Maurice Edwards, Special Counsel at Watts McCray Lawyers and an Accredited Family Specialist suggests that perhaps a “tweak” is all that is needed to the Family Court system rather than “a complete overhaul” as has been suggested by many others.
Mr Edwards in his interview with Zoe Durand, published in her book “Inside Family Law – Conversations from the Coalface” was asked to suggest possible reforms to the Family Court system in light of differing proposals. There is a report being carried out by the Australian Law Reform Commission due next year. Changes have already been announced by the Federal Attorney General in relation to the merging of both the Family Court and the Federal Circuit Court of Australia.

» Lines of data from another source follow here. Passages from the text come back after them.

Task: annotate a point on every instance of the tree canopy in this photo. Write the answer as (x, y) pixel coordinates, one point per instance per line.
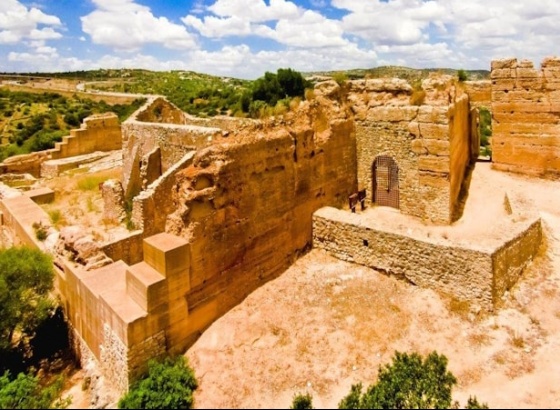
(168, 385)
(26, 278)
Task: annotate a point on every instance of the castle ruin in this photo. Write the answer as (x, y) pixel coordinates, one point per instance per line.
(220, 206)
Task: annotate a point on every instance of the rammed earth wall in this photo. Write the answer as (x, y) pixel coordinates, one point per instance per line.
(469, 273)
(526, 116)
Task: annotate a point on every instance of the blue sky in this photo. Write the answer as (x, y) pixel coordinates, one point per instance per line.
(245, 38)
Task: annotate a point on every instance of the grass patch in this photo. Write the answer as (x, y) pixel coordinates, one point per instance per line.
(92, 182)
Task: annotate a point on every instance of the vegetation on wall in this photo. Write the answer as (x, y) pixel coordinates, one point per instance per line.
(169, 384)
(31, 122)
(409, 382)
(485, 131)
(32, 329)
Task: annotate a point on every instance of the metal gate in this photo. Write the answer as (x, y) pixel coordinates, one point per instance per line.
(385, 179)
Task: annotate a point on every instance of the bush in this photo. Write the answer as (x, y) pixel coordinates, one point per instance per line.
(26, 278)
(408, 382)
(168, 385)
(25, 392)
(302, 401)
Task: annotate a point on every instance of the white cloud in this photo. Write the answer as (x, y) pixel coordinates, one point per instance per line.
(255, 10)
(126, 25)
(294, 26)
(216, 27)
(17, 23)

Mr Edwards in his interview titled “Justice Delayed is Justice Denied” suggests a few simple proposals to further utilise alternate dispute resolution options to “tweak” the system. His suggestions include:
- Further encouraging Judges in all registries of the Court to refer appropriate parenting and property disputes to accredited and experienced mediators.

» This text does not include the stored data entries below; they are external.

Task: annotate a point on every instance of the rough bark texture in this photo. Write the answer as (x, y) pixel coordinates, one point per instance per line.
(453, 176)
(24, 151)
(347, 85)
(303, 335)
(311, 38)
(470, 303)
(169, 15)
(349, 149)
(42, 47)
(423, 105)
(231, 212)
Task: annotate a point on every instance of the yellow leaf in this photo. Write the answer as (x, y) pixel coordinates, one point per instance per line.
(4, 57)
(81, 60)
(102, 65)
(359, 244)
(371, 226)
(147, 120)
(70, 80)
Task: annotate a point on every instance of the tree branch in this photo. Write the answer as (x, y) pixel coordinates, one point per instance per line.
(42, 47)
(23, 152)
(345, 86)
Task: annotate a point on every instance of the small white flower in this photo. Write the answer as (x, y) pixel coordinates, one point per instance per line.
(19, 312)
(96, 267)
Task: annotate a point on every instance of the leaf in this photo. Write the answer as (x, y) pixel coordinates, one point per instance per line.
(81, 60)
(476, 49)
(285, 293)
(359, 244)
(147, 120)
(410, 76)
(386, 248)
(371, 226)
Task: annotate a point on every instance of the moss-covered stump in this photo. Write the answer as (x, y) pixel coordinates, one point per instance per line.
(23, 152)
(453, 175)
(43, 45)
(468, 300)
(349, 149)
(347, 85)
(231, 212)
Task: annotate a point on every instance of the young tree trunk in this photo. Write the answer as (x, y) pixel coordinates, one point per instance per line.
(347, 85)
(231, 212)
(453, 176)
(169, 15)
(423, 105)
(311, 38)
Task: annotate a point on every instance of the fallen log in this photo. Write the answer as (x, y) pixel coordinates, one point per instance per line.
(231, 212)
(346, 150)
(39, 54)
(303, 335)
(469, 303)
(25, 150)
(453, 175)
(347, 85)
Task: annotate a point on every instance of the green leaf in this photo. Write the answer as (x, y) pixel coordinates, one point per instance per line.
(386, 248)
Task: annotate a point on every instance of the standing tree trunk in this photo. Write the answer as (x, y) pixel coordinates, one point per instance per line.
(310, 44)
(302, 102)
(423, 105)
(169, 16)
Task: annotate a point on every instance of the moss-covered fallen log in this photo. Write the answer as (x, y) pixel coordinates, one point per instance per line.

- Considering the requirement for the compulsory mediation of property disputes prior to the commencement of legal proceedings, similar to the current provisions that require prior compulsory mediation of parenting disputes.

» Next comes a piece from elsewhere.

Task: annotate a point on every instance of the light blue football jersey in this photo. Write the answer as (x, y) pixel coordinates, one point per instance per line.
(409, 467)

- Encouraging Judges in all registries of the Court to refer suitable simple property matters to experienced and accredited arbitrators for arbitration, as is now occurring in the Federal Circuit Court in the Parramatta Registry.
- Considering a change to the legislation to allow simple parenting matters to also be arbitrated. Parenting disputes such as, whether children should spend an additional night with one of the parties, where or when a changeover is to occur, whether overseas travel should be allowed and what school the children should attend, could all be matters able to be determined by qualified arbitrators.
- Considering a change to the appeal process of an arbitrator’s award to allow Judges to mandate arbitrations in simple matters rather than the current position whereby the parties need to agree to an arbitration of their case.
Mr Edwards opines that the implementation of these measures would potentially significantly reduce the workload of Judges and reduce delays in decisions. An Arbitration can often be conducted within 3 months. Current delays for a final hearing in Court often exceed 3 years.
Mr Edwards says that the greatest problem with the Family Court system at the moment is delay and that if the delay in achieving an outcome can be reduced by some simple “tweaking” then an “overhaul of the system” may not be necessary. Further, these suggested changes could come at no additional cost to the tax payer as opposed to other options being proposed.